Haley was at a Panera studying when we arrived in West Lafayette, so we parked the car and began walking up to the door. This was when we realized we had absolutely no idea what we were doing. During our road trip we kept discussing "So how should we surprise her?", but we never got further than "I don't know". But it was a good thing that we didn't plan anything, because as soon as we walked in the door Haley and Maria made eye contact. It was extremely awkward because she was just staring at Maria like she was the most horrifying human being she had ever seen. Then, in typical Haley-fashion, Haley yells (seriously she yelled) "WHAT ARE YOU GUYS DOING HERE?" and began power walking towards us. The look on her face was a mixture of confusion, nausea, and joy. Then we hugged and she was still really confused so we stood in the middle of Panera awkwardly for a few minutes. And the rest is history. Like true history because we recorded it. On this very blog.
The Highlights.
We feel like the only possible way for you, the reader, to understand the exact chaos and ridiculousness that each encounter involving the three of us entails, is through a fews pictures. Prepare yourself.
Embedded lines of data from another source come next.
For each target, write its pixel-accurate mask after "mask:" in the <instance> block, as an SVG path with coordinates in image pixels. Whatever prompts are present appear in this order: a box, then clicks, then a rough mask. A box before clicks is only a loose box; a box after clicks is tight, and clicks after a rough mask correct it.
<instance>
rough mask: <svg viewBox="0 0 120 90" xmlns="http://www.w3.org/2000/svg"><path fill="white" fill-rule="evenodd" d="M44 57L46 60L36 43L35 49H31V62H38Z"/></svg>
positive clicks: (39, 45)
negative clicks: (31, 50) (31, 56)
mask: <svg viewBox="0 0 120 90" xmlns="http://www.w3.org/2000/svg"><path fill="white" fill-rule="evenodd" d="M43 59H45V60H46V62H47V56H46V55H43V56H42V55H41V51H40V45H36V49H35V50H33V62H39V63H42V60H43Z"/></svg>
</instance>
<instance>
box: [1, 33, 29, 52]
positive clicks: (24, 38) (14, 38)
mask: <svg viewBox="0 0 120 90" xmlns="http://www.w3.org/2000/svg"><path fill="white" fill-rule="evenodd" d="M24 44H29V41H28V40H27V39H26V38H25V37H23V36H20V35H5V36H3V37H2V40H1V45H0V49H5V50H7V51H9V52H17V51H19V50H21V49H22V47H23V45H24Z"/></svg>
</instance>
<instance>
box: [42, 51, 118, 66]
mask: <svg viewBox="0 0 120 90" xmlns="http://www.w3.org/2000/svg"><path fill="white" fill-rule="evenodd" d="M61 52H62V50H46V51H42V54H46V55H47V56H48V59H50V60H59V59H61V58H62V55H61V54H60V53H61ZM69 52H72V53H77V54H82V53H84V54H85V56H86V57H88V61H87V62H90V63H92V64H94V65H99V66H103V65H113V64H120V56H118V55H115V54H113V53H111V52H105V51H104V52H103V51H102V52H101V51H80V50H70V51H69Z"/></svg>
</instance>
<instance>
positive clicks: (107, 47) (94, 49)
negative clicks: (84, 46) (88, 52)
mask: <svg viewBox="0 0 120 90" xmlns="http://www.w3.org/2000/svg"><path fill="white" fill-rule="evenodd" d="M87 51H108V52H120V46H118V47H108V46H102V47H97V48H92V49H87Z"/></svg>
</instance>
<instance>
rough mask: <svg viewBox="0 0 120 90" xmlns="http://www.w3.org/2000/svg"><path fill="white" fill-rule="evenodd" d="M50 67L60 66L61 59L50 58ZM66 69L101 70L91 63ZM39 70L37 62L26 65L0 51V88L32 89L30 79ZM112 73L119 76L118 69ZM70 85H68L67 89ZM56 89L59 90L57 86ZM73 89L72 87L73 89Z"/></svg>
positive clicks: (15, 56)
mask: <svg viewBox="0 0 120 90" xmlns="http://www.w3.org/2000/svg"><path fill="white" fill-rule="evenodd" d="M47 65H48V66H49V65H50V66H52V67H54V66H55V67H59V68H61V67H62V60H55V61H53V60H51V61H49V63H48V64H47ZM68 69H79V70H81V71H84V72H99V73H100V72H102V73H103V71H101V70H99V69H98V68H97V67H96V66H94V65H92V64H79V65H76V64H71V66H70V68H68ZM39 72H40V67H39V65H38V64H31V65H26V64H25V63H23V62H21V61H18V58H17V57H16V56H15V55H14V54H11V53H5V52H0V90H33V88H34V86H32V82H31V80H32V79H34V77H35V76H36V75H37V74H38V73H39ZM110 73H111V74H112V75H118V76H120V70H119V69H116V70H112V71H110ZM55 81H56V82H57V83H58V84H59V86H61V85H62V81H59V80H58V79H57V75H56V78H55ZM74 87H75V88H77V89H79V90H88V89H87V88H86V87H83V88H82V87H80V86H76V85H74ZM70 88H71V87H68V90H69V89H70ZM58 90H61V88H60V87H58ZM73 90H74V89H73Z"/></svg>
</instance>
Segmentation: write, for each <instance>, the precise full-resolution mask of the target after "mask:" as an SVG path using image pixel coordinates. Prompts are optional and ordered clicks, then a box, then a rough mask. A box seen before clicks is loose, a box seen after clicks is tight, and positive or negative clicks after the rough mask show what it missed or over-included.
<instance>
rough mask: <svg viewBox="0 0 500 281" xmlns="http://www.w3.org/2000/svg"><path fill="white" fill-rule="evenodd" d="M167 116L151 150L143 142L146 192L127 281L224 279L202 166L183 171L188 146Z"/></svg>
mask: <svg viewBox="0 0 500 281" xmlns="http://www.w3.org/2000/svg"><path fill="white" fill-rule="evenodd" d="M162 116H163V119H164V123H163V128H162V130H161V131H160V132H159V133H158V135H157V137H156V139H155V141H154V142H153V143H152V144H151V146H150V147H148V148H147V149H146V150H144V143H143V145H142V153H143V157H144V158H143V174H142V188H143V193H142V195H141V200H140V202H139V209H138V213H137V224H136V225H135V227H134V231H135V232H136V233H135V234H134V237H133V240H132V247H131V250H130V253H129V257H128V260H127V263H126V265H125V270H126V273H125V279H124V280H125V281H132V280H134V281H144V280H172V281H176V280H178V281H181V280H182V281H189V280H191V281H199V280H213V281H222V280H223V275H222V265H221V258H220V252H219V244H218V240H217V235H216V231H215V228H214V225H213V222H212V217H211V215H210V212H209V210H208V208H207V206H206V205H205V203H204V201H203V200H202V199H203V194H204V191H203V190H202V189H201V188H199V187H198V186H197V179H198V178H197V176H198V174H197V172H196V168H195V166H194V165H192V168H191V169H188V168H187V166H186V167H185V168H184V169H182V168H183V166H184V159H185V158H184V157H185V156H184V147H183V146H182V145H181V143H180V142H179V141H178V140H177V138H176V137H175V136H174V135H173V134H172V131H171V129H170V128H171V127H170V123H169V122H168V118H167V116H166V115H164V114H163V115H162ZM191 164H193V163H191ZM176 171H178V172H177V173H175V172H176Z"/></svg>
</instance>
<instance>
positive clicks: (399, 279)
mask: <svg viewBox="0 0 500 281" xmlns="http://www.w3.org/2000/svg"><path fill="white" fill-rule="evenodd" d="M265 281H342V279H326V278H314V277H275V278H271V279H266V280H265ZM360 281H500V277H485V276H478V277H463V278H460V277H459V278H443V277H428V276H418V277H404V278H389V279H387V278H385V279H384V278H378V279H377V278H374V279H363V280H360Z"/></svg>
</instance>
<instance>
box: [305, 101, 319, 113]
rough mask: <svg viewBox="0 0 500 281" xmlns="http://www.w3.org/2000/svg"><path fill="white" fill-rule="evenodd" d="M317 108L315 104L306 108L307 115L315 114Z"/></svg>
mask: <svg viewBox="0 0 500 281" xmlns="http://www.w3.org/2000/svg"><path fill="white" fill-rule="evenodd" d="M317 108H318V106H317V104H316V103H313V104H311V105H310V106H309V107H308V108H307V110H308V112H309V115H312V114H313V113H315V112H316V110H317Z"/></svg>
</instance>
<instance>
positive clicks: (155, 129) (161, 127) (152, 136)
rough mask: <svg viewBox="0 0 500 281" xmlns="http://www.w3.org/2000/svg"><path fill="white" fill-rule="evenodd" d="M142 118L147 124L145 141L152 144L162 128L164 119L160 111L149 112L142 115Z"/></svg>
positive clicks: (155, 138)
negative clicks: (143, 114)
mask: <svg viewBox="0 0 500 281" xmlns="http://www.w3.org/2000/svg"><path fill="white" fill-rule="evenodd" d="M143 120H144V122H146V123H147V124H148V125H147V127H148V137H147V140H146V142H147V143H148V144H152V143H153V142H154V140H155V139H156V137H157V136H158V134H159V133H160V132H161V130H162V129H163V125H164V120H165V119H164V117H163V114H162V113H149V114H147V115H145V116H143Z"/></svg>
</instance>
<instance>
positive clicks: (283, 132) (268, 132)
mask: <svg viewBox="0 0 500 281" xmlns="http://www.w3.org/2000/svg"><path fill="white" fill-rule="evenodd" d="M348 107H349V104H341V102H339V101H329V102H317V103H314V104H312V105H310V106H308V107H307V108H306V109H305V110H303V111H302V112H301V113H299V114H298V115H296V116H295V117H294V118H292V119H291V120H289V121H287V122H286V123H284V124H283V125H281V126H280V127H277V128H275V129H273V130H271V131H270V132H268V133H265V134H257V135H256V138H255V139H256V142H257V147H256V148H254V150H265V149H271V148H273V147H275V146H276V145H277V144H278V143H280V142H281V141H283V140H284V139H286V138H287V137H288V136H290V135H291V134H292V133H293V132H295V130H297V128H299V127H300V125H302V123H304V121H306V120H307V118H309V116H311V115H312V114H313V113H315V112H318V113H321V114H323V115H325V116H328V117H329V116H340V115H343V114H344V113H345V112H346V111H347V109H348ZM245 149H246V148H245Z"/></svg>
You could say we're pretty weird...but that would be the understatement of the century. So now we're going to leave you with our favorite quote from our reunion last Sunday. This quote happens to come from our very own, the one, the only, the supremely lovely, Jenna Payne. "Guys, you know how my New Years Resolution was to workout more? Well, I've been trying to run more frequently, and I haven't really ran consistent distances since high school cross country. When I run, my legs rub together and it's really painful ("chafing", we've all been there) Like so painful. And it has been bleeding. Every time I run the skin that has gotten scabbed over starts bleeding again. I don't know what to do." Eruption of laughter. Upon more and more laughter until the point of tears. So horrifyingly hilarious. Thus the day Jenna learned about chafing and the ability to prevent it by wearing running tights. Success.